How can we love summer in Cairo?
I've
been told so, but nobody can justify such a strange attachment. Talking
to those profess to adore Cairo is somewhat reminiscent of those
daytime talk shows where addicts talk to celebrity psychs. "I love it
but, I mean, it's really rough and I got grabbed again today, and I just
feel dirty and I want to leave... but I just cant."
And,
somehow we stay, counting the minutes of the afternoon-- the creeping,
dripping minutes of 105 degree weather. The wind blows down the streets;
the tumbleweed trash looks like its trying to keep off the sizzling
cement. The tar in the cracks melts, clinging to passing feet. The cats
hide. Heat mirages shimmy down the road like ghosts of gaudy
streetwalkers.
Then
the sun sets. The heat leaks out of the day and for a few hours the
city is truly quiet as though, having survived another day the
population looks around each other with the shell-shocked eyes, "You
made it, I see--khamdullilah! Me too."
There's a pause. An urban sigh.
And
then, once the last glimmer of light has been sucked down into the
Western Desert and real, dark, soothing night has set in Cairo comes to
life.
The
downtown streets rip into action. The sidewalks are packed, a nighttime
reenactment of the day's traffic highways. The sun-numbed children wake
up and take to the streets-- there's no such thing as bedtime in Cairo.

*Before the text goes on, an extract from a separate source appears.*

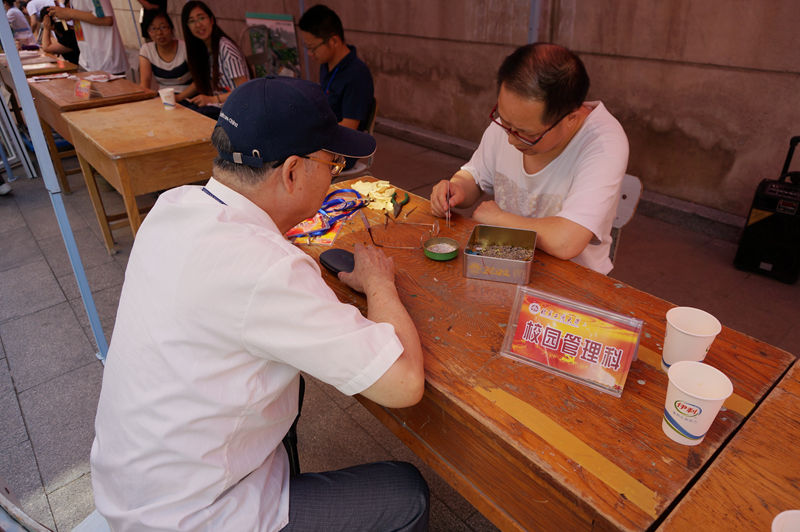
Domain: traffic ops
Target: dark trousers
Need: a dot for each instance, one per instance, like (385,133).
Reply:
(375,497)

2:30 in the morning and the streets are filled: people street sitting,
talking, drinking tea, laughing, and shouting. There's music. A
olfactory cacophony hovers in the air as heavily the perfumed women
compete with the cooled sweat-soaked clothes of their men. And the true
owners of the Cairo streets--the cats-- tear through the day's
fresh-baked trash.
Cairo gleams in the headlights and winks neon eyes, heading to early morning assignations.
Maybe
it is just the upside down, inside out schedule of Cairo's summer that
makes us love it, and why we make it through the next day's heat. It's
just the idiosyncratic nature of summer that just confirms what those of
us who love Cairo already know: the truth of Cairo is in its
incongruities. This is the city of millions comprised solely of small
villages, where hoses are left to run into shriveled gardens in the
middle of the Sahara, the water immediately swallowed by the sand. Here
are the the clean and open shanties of the dignified homeless and the bon vivant attitude of the neighborhoods in the city of the dead.
Night as day-- well, it just makes a kind of sense.